Лямзин в ответ вежливо улыбнулся.
– Благодарю. Пожалуй, единственное, на что мне сейчас приходится рассчитывать – так это на удачу.
Вернувшись на Петровку, Эдик разложил перед собой документы и начал их читать.
Из постановления об отказе в возбуждении уголовного дела ему стало ясно, что авария произошла по вине водителя. Результаты транспортно-трассологической экспертизы указывали на несоблюдение скоростного режима на скользкой трассе. К тому же водитель был не пристегнут ремнями безопасности, а подушки безопасности не сработали из-за неисправности блока управления.
– Нельзя пренебрегать техникой безопасности, Илья Григорьевич, – пробормотал Лямзин, откладывая лист в сторону и доставая судебно-медицинское заключение.
Там все оказалось еще более странно. Лямзин знал, что у водителя на груди при первичном ударе возникают полукруглые ссадины и кровоподтеки, повторяющие форму рулевого колеса. Даже несмотря на то, что труп обгорел, у него все равно должны иметься переломы грудины, а также костей от ударов о педали управления.
Но ничего этого в описании повреждений трупа он не нашел. Напротив, там были указаны травмы, более характерные для пассажира.
«...повреждение лицевых костей черепа, закрытые переломы надколенников, переломы вертлужных впадин и задние вывихи головок бедренной кости...»
И ни слова о переломах ребер, которые должны были в первую очередь найтись у потерпевшего такую аварию водителя.

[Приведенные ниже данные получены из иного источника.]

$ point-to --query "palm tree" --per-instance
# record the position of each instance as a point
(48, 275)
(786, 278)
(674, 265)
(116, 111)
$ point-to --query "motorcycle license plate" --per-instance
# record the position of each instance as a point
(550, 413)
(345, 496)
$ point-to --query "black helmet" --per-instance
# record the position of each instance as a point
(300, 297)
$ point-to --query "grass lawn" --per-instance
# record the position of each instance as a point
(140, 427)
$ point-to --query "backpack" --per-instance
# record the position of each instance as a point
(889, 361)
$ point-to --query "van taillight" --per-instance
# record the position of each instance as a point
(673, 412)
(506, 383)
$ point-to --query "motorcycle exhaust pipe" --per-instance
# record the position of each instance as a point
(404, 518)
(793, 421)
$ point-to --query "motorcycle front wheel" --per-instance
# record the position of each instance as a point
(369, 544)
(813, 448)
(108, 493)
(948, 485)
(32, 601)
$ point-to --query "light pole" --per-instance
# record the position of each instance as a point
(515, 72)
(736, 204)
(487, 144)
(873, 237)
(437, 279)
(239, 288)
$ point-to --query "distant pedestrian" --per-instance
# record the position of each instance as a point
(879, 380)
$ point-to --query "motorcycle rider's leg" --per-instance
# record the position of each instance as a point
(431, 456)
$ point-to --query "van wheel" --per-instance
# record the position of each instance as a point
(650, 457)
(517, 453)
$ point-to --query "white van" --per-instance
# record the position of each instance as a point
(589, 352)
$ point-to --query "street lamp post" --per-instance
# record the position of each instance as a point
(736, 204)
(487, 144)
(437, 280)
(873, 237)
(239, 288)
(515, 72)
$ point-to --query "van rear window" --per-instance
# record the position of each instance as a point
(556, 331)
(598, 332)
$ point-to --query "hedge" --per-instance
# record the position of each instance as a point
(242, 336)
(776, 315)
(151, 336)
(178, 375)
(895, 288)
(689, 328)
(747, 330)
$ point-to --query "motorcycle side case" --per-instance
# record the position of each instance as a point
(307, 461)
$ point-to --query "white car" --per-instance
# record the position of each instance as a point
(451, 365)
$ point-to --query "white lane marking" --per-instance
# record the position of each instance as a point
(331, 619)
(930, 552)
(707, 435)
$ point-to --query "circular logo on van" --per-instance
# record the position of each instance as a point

– Так-так-так, Илья Григорьевич, – побарабанил пальцами по столу Лямзин, размышляя, – значит, все-таки вы живы. Что же заставило вас подставить вместо себя другого и причинить страдания своим близким? Интересно, кем же являлся для вас неизвестный пассажир? Кто-то же должен был его искать, по идее. В розыск подавать. Не полный же он изгой и сирота...
Звонок Лямзина застал Александру в магазине на окраине города.
– Кажется, я кое-что нащупал насчет твоего отца. Если хочешь, подъезжай. Когда будешь свободна.
– Что значит – «Когда будешь свободна»?! – возмутилась Александра. – Да я прям сейчас все брошу и немедленно выеду!
Сердце у нее от волнения билось так, что казалось, вот-вот выскочит из груди. Умом она понимала, что вряд ли в кабинете Лямзина сейчас встретится со своим отцом. Весьма сомнительно, что такое событие может подпадать под категорию «кое-что нащупал». Но надежда, безумная спутница всех оптимистов, гнала ее вперед. Дрожащими руками Александра вставила ключ в замок зажигания, вырулила со стоянки, едва не задев соседний «Шевроле», и понеслась по направлению к Петровке.